Stop 5: Positively Yours

On your way to stop six, take South Third Street, and watch out for this mural off the Chicago Avenue intersection. Flying against a sky blue background are butterflies, bees and dragonflies with positive words written on their wings. Balancing realistic insect compositions with surreal colorings complements the written constructive messaging.

Stop 6: Bob Dylan

Towering over the corner of Hennepin Avenue and South Fifth Street stands portraits of Bob Dylan at three stages of his life and the inscription, “the times they are a-changin.’” While the times are changing, Dylan’s presence throughout his home state of Minnesota has remained constant since he appeared on the music scene in the early 60s. Even before Artist Eduardo Kobra captured Dylan’s colorful yet stoic likeness, his image stood tall over the city of Minneapolis. Recommended viewing experience: standing close and marveling at the scale – it’s a challenge to view its entirety at once.

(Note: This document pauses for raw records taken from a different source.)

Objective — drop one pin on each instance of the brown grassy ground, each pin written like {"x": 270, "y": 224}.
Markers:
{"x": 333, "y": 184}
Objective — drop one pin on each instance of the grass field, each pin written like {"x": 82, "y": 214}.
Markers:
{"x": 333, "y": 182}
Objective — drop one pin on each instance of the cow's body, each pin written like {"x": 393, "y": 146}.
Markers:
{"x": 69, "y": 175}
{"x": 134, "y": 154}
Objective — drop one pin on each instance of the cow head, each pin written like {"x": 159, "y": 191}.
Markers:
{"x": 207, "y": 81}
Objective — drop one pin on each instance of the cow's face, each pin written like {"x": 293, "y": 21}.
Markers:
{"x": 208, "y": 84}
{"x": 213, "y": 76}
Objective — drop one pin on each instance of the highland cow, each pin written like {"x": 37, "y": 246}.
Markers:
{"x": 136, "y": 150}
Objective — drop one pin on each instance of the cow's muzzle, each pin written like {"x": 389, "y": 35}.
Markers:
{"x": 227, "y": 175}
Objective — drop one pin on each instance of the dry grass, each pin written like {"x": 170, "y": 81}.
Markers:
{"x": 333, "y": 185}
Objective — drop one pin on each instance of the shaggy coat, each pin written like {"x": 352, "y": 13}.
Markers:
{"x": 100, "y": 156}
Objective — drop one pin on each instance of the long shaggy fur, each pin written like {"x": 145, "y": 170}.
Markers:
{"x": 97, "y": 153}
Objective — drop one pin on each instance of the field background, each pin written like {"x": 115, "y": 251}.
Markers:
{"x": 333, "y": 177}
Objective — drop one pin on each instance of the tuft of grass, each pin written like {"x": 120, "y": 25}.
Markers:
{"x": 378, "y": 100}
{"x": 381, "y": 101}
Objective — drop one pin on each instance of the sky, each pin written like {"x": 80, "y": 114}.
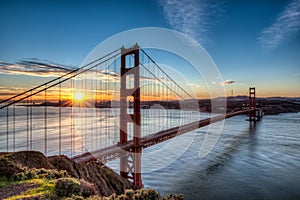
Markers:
{"x": 252, "y": 42}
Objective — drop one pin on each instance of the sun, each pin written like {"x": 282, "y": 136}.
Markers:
{"x": 78, "y": 96}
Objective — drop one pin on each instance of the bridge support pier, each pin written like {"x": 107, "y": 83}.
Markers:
{"x": 130, "y": 120}
{"x": 256, "y": 113}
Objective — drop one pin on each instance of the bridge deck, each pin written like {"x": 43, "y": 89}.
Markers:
{"x": 117, "y": 151}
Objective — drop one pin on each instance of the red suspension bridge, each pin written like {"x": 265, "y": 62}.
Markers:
{"x": 111, "y": 108}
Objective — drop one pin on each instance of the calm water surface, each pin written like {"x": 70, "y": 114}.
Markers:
{"x": 248, "y": 162}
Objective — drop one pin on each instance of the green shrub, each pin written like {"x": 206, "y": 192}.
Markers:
{"x": 66, "y": 187}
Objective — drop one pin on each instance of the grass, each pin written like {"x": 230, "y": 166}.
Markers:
{"x": 45, "y": 187}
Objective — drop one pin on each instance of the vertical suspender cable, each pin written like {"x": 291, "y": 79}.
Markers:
{"x": 14, "y": 127}
{"x": 7, "y": 130}
{"x": 71, "y": 116}
{"x": 59, "y": 109}
{"x": 27, "y": 122}
{"x": 45, "y": 119}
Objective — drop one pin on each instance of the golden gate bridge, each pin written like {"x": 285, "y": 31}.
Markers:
{"x": 104, "y": 106}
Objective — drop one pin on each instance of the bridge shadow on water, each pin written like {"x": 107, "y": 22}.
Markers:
{"x": 192, "y": 175}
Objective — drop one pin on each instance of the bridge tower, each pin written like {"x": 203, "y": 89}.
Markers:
{"x": 130, "y": 164}
{"x": 252, "y": 105}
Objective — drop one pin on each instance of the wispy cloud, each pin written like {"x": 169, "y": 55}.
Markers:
{"x": 285, "y": 26}
{"x": 227, "y": 82}
{"x": 192, "y": 17}
{"x": 34, "y": 67}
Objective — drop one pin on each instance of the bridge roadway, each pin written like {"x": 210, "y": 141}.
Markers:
{"x": 116, "y": 151}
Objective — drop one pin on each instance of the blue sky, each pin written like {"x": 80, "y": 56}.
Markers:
{"x": 253, "y": 42}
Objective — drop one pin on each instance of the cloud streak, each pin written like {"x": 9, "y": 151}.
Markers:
{"x": 34, "y": 67}
{"x": 227, "y": 82}
{"x": 189, "y": 16}
{"x": 285, "y": 26}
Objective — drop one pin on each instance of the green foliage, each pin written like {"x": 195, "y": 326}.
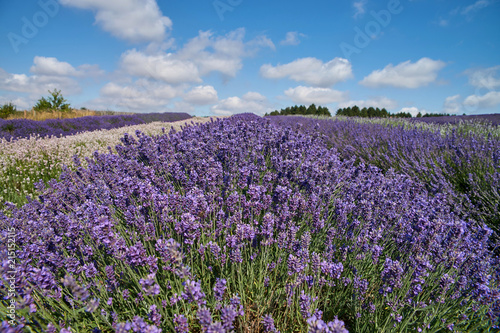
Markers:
{"x": 7, "y": 110}
{"x": 437, "y": 115}
{"x": 370, "y": 112}
{"x": 55, "y": 102}
{"x": 296, "y": 109}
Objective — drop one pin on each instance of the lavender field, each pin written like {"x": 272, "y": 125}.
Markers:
{"x": 250, "y": 224}
{"x": 25, "y": 128}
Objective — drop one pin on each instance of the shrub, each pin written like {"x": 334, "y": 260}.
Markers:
{"x": 7, "y": 110}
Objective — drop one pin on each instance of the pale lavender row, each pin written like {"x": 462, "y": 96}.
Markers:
{"x": 24, "y": 128}
{"x": 170, "y": 216}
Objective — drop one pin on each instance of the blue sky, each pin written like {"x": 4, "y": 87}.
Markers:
{"x": 221, "y": 57}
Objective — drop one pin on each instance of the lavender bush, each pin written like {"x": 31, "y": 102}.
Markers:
{"x": 24, "y": 128}
{"x": 463, "y": 167}
{"x": 239, "y": 225}
{"x": 25, "y": 161}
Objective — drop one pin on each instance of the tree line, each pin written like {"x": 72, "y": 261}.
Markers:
{"x": 302, "y": 109}
{"x": 372, "y": 112}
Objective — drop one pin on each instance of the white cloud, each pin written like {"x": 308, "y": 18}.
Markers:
{"x": 480, "y": 4}
{"x": 222, "y": 54}
{"x": 141, "y": 95}
{"x": 37, "y": 85}
{"x": 311, "y": 71}
{"x": 452, "y": 104}
{"x": 406, "y": 74}
{"x": 484, "y": 78}
{"x": 200, "y": 56}
{"x": 413, "y": 111}
{"x": 201, "y": 95}
{"x": 21, "y": 103}
{"x": 309, "y": 95}
{"x": 250, "y": 102}
{"x": 376, "y": 102}
{"x": 50, "y": 66}
{"x": 359, "y": 7}
{"x": 164, "y": 67}
{"x": 292, "y": 38}
{"x": 131, "y": 20}
{"x": 488, "y": 100}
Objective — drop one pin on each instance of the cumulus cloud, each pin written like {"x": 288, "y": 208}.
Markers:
{"x": 413, "y": 111}
{"x": 376, "y": 102}
{"x": 21, "y": 103}
{"x": 311, "y": 71}
{"x": 359, "y": 7}
{"x": 200, "y": 56}
{"x": 141, "y": 95}
{"x": 250, "y": 102}
{"x": 405, "y": 75}
{"x": 478, "y": 5}
{"x": 164, "y": 67}
{"x": 309, "y": 95}
{"x": 37, "y": 85}
{"x": 452, "y": 104}
{"x": 488, "y": 100}
{"x": 50, "y": 66}
{"x": 292, "y": 38}
{"x": 131, "y": 20}
{"x": 201, "y": 95}
{"x": 486, "y": 78}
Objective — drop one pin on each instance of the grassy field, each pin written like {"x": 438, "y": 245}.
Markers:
{"x": 74, "y": 113}
{"x": 247, "y": 224}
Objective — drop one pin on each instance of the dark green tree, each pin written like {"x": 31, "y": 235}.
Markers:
{"x": 54, "y": 102}
{"x": 7, "y": 109}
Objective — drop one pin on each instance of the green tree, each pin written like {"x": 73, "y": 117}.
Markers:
{"x": 7, "y": 110}
{"x": 54, "y": 102}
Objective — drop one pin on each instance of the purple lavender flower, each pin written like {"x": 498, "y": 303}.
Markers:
{"x": 77, "y": 291}
{"x": 192, "y": 292}
{"x": 92, "y": 305}
{"x": 155, "y": 315}
{"x": 204, "y": 317}
{"x": 228, "y": 315}
{"x": 268, "y": 323}
{"x": 149, "y": 285}
{"x": 219, "y": 289}
{"x": 295, "y": 265}
{"x": 181, "y": 324}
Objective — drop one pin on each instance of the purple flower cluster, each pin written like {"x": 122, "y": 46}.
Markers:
{"x": 24, "y": 128}
{"x": 198, "y": 211}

A mural on Hennepin Avenue by artist Greg Gossel, captured on Friday, March 25. (Ethan Fine)

Stop 7: Baby I’m a Star

Just past the Orpheum Theater at 930 Hennepin Ave., is another mural citing a Minnesota music icon. Artist Greg Gossel inscribed the iconic lyric “baby I’m a star” as a subtle nod to Prince.

However, Gossel didn’t want to make the piece about anyone in particular: “I felt it was a better fit to leave the characters in the piece open for interpretation … I wanted people to be able to find what they resonate with.” What's most fun for Gossel is seeing a wide gamut of people connect with his work.

Gossel said he wanted to keep the mural “simple, bold and quickly recognizable.” Whether you're riding a bus or high up in a downtown building, Gossel wanted you to catch a glimpse and “absorb the whole piece.”

Stay on the lookout for Gossel’s return to the Minneapolis mural scene this summer; he’ll be painting an indoor piece and multiple outdoor murals.

Stop 8: Music Wall

On the corner of Marquette Avenue and South 10th Street is where our tour ends. While simple in concept, color scheme and execution, early photos of Prince and more recently Lizzo’s music video for “Boys” have used this wall of sheet music as a backdrop. Get your sights in while you can – the view may soon be blocked by an office tower.

Now that you’ve landed in downtown Minneapolis, why not explore a bit more? If you're looking for a snack to end the trip, check out Cardigan Donuts in the Minneapolis City Center. Or, if you’re looking for more public art, wander around a bit and see if you can find the wind turbine blade on display (it's out there).